Reference
Troubleshooting
A model that won’t load, decode that crawls, memory that runs out, a connector gone quiet. Four symptoms, four causes, four fixes.
Local runtime failures come down to four constraints. The weights have to fit. The cache has to fit. The GPU has to start. A connector has to be granted before it reads anything. Each section names the symptom, the cause under it, and the next thing to try. The studio writes a plain sentence on the failure card when it can read the problem; this page is for the rest, and for the why.
A model won’t load
Loading runs four steps in order: read the GGUF header, claim a GPU device, allocate the weights, size the cache. Whichever step fails stops the load, and that step points straight at the fix.
| Symptom | Likely cause | Fix |
|---|---|---|
| Load fails immediately, before any progress | The GGUF file is incomplete or damaged | Re-download it from the model ledger; an interrupted download leaves a truncated file |
| “can’t run this model yet” | The architecture or a tensor type isn’t implemented | Pick another model; see what the text path runs |
| “graphics couldn’t start the model” | The GPU backend (Metal) failed to initialize | Restart Conifer; if it persists, try a smaller model |
| Download stops partway | Not enough disk space, or a dropped connection | Free up room or check the network, then retry |
The studio rewrites these into a plain sentence and an action before you see them, never the raw engine string. The raw text waits in the console if you want it.
An unsupported architecture is not a bug to file. The engine learns model families one at a time, so a fresh release can land weeks ahead of the runtime that runs it. The overview sorts a dense transformer from a sparse MoE and a hybrid, and names which the engine handles today.
Generation is slow
A model that loaded clean and then decodes at a crawl is paying for memory it doesn’t have. The weights fit. The KV cache, sized for a long window, pushes the total past physical RAM, and unified memory parks the overflow in swap. Now every token reaches for keys and values that no longer sit in fast memory, and decode drops from tens of tokens a second to about one.
Reach for the context window first. A shorter window is a smaller cache and faster decode, paid for in how far back the model can see; trim it to what the task needs in the model’s advanced options. Why the cache, not the weights, is the variable cost lives on Context & memory. The other speed levers (batch size, offload, the numbers that move tokens per second) live on Performance & tuning.
Out of memory
Three things share unified memory while a model runs: the weights, the KV cache, and the scratch a forward pass needs. Out of memory means their sum, plus room for everything else you have open, runs past what is free.
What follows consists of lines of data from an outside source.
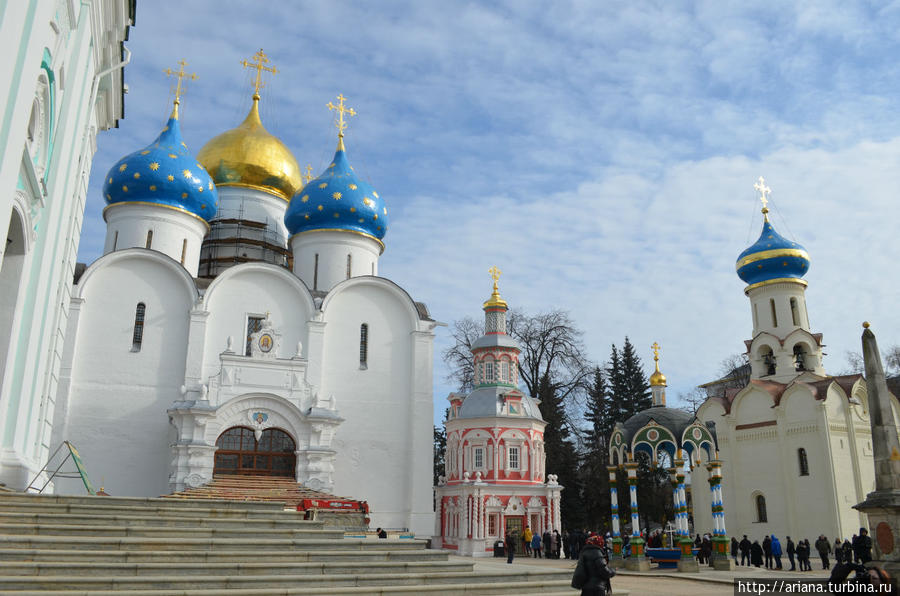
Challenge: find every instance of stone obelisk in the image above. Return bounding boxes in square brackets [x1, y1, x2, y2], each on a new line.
[855, 323, 900, 581]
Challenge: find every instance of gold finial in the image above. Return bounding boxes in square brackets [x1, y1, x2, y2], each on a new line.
[484, 267, 506, 308]
[650, 342, 666, 388]
[163, 59, 197, 118]
[327, 93, 356, 150]
[241, 48, 278, 99]
[753, 176, 772, 221]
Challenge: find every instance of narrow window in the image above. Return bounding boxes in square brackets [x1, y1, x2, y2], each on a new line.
[509, 447, 519, 470]
[131, 302, 147, 352]
[359, 323, 369, 369]
[794, 344, 806, 372]
[756, 495, 769, 524]
[791, 298, 800, 327]
[244, 316, 265, 356]
[313, 253, 319, 290]
[797, 447, 809, 476]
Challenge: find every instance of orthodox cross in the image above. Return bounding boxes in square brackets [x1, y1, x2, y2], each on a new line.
[488, 267, 503, 294]
[753, 176, 772, 214]
[163, 60, 197, 105]
[241, 48, 278, 99]
[328, 93, 356, 137]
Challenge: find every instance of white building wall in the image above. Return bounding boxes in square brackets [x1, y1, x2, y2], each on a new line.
[321, 278, 433, 535]
[103, 203, 209, 277]
[291, 230, 384, 292]
[0, 0, 130, 488]
[54, 249, 196, 496]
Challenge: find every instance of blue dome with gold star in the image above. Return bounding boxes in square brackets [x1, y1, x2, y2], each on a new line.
[103, 103, 219, 221]
[735, 218, 809, 286]
[284, 139, 388, 241]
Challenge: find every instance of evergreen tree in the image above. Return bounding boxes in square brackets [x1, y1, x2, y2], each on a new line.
[581, 367, 615, 530]
[537, 373, 585, 528]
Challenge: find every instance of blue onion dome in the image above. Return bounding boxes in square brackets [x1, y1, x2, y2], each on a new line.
[735, 214, 809, 286]
[103, 100, 219, 221]
[284, 137, 388, 242]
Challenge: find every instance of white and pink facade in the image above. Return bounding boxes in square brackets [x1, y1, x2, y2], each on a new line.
[433, 280, 562, 557]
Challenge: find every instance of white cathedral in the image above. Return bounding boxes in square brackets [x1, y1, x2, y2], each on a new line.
[0, 2, 437, 535]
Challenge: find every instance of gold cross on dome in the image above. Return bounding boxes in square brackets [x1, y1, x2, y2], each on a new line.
[488, 267, 503, 292]
[328, 93, 356, 137]
[163, 60, 197, 105]
[241, 48, 278, 99]
[753, 176, 772, 213]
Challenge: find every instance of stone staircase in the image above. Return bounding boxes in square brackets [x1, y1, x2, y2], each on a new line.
[162, 474, 369, 533]
[0, 492, 577, 596]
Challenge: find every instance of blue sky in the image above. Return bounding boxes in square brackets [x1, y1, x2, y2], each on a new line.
[79, 0, 900, 426]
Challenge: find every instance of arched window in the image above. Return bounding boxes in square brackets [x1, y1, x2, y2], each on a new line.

Pick the one you can hand back.
- Shrink the weights
- A lower quantization level packs each weight into fewer bits, so the same model loads smaller. Dropping two model sizes does the same thing with a heavier hand.
- Shrink the cache
- Lower the context window, or switch the KV cache to its 8-bit layout to roughly halve it. A model that rejects the 8-bit setting has a shape that can’t take it; put the cache back to full.
- Give memory back to the system
- Quit the apps holding the most memory. Near the machine’s limit, the browser and the model fight over the same few gigabytes.
Conifer sizes the default window to fit free memory, so a capped window is the runtime keeping you out of swap, not a ceiling to fight. To find weights that fit before you download, read the size line on the model ledger and start from your hardware on By your hardware.
A connector fails or reads nothing
A connector is one integration scoped to one grant, off until you turn it on per agent. Most connector trouble is a closed gate: the agent asked, but a door between it and the data was never opened.
Where the gate sits
| Symptom | Cause | Fix |
|---|---|---|
| Agent says it can’t reach a store | The per-agent grant is off | Turn the grant on for that agent; see the grant model |
| A native store (Calendar, Notes) returns nothing | macOS hasn’t granted Conifer the Privacy category | Grant Conifer once in System Settings, then retry |
| A network connector errors out | An expired or wrong token, or no connection | Re-paste the token; check the account and the network |
| The agent answers without reading the store | The request routed to a different tool | Rephrase to name the source; see the catalog |
A connector that succeeds and returns suspect text is working as designed. Tool output is wrapped as untrusted on purpose, so a calendar invite or a web page can’t slip instructions into the model. When an agent ignores an order that rode in on fetched content, that boundary is holding, not breaking.
When none of that fits
A failure with no clear class earns one clean retry, then a restart of Conifer. Anything that survives the restart, a file that won’t load, a download that keeps dropping, is pointing at the file or the disk, not the run. The raw engine text behind any rewritten sentence sits in the console, and its terms resolve against the glossary.
# Reproduce the run in the CLI to read the raw error.
conifer run "ping" # add --model <id> to pick the modelFor fixed versions and what each release changed, see the changelog. A failure that reproduces through a restart and a re-download is the kind worth reporting.